Chandler's fiction and Hawks' films share this agnostic view of death, and it is just i of the points they accept in common with a postal service-Earth War I phenomenon that includes Ernest Hemingway, Dashiell Hammett, Hecht and MacArthur; such bottom lights as John MacGavock Grider, Elliott White Springs, and John Monk Saunders; and, to a pocket-size extent, William Faulkner and F. Scott Fitzgerald. Seen in these terms, Chandler and Hawks are part of a generation of storytellers whose works reverberate the disillusionment of Earth State of war I and the cynicism of Prohibition while dramatizing a very modern and perhaps unprecedented reliance on personal style and integrity. Theirs is a personal ideals cutting loose from traditional American optimism, simply non from the American faith in the nobility of the individual. Information technology is an individualism which mixes the hardboiled wisecracking of the common man with an aristocratic code of beliefs and an emphasis on manners that has nothing to practice with drawingrooms. At its most simplistic, it is part of the tough-merely-sensitive syndrome; at its best, it includes the varieties of hard-pressed integrity embodied past Philip Marlowe in both version of The Big Slumber. And, as it happens, this individualism is also reflected in the stoical aesthetics that both Chandler and Hawks brought to the pop artforms which they have done and then much to enliven.

* There may in one case have been more made of cops and their ironies in the film version. A still in Clifford McCarty's Bogey shows Marlowe and D.A.'s-man Bernie Ohls (Regis Toomey)—who appears in the film—in conference with "Helm Cronjager" (James Flavin) and "Commune Chaser Wilde" (Thomas Eastward. Jackson).
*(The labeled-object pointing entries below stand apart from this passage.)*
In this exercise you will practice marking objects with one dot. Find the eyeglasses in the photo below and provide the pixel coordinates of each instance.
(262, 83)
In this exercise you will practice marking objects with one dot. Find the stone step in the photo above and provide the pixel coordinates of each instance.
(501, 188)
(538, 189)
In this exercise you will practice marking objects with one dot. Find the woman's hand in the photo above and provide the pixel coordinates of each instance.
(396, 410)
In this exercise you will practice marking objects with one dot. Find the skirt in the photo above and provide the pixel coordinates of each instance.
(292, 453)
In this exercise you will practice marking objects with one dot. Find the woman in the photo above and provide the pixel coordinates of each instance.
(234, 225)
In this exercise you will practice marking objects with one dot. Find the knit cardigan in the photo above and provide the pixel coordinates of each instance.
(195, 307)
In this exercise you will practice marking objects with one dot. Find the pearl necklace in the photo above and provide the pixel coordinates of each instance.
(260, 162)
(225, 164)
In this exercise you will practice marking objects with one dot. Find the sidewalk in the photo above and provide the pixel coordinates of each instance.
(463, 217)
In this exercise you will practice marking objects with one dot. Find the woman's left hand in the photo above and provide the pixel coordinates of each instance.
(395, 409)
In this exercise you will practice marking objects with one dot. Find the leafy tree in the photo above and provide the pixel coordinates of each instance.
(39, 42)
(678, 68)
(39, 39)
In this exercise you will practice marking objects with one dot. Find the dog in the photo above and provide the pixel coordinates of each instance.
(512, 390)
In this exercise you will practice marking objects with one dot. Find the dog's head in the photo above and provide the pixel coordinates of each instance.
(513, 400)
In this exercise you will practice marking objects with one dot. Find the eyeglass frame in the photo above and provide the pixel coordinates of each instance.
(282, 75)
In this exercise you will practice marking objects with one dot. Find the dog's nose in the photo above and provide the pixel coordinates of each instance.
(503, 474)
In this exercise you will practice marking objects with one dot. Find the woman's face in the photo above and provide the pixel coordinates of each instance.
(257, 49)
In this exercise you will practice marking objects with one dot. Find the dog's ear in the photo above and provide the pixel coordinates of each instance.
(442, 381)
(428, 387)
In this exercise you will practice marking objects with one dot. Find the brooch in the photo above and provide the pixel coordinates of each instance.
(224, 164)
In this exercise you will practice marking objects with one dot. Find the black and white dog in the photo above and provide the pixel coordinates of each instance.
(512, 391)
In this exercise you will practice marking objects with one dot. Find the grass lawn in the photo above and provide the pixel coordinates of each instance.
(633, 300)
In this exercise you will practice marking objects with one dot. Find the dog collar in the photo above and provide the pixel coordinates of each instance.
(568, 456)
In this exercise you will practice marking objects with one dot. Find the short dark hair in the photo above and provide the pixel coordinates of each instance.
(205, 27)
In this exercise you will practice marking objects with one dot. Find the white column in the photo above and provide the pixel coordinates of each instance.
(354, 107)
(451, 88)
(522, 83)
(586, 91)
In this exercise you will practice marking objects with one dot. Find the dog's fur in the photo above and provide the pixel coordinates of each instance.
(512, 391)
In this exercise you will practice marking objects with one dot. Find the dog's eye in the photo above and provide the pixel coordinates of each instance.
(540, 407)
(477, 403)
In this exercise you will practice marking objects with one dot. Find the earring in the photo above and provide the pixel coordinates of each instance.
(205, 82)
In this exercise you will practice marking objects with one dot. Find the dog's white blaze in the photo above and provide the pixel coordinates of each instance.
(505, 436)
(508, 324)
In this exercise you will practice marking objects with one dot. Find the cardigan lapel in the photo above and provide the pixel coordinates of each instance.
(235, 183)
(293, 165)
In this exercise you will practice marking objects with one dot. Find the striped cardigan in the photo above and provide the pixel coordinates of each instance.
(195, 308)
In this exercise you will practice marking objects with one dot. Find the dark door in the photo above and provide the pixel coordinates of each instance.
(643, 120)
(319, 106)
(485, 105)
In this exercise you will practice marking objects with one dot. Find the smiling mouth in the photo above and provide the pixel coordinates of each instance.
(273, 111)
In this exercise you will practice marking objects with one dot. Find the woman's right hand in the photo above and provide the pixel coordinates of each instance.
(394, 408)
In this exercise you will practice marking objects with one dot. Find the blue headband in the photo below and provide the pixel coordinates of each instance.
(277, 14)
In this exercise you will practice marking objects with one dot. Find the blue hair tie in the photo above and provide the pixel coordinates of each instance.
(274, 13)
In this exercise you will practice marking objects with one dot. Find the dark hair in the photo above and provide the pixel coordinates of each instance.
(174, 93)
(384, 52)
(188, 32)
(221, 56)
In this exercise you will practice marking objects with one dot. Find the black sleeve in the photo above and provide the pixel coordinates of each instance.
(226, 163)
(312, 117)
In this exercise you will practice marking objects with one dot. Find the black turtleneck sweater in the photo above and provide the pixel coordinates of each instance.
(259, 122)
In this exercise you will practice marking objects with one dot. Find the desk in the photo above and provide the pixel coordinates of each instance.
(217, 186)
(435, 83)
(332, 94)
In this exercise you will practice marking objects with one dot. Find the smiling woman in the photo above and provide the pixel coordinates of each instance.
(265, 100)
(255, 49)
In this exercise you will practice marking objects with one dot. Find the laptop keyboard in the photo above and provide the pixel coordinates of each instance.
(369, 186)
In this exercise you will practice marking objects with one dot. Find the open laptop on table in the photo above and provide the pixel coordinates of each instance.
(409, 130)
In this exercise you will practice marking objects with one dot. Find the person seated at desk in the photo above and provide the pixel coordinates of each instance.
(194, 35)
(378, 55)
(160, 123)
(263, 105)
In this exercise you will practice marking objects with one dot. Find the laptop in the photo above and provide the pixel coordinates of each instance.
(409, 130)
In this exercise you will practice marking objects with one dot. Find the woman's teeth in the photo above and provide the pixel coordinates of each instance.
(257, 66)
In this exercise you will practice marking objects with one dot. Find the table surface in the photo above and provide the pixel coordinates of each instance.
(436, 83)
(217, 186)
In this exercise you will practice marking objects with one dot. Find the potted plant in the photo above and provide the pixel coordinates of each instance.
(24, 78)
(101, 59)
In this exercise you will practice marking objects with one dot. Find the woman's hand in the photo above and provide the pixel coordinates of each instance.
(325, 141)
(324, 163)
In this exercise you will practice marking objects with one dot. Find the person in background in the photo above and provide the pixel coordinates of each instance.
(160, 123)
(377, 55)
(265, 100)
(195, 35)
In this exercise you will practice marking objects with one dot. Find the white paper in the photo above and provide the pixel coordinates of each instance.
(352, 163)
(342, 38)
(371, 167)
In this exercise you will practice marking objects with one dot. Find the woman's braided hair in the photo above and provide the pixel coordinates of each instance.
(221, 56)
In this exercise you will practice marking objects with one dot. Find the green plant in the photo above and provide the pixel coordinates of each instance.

The notwithstanding does not come from any scene presently in the film. —Ed.

2010 afterword: In the late Nineties an before, alternate version of the Hawks film was rediscovered, given express arthouse run, and made available on DVD. Though never released to theaters in its 24-hour interval, this version was seen past U.Southward. Armed Forces personnel in 1945. Among other things, information technology lacks the famous horserace dialogue, and boasts a godawful "Hither's what may have happened" conversation among Marlowe, Ohls, and the two missing municipal officials. —Ed.

THE BIG SLEEP (1946)
Direction: Howard Hawks. Screenplay: Leigh Brackett, Jules Furthman and William Faulkner, after the novel by Raymond Chandler. Cinematography: Sid Hickox. Art direction: Carl Weyl. Editing: Christian Nyby. Music: Max Steiner. Production: Hawks. Warner Brothers.
The players: Humphrey Bogart, Lauren Bacall, John Ridgely, Martha Vickers, Elisha Cook Jr., Sonia Darrin, Louis Jean Heydt, Dorothy Malone, Regis Toomey, Charles Waldron, Charles D. Brown, Bob Steele, Peggy Knudsen, Ben Welden, Tom Fadden, Trevor Bardette.

© 1978 Peter Hogue

A pdf of the original result tin be plant here.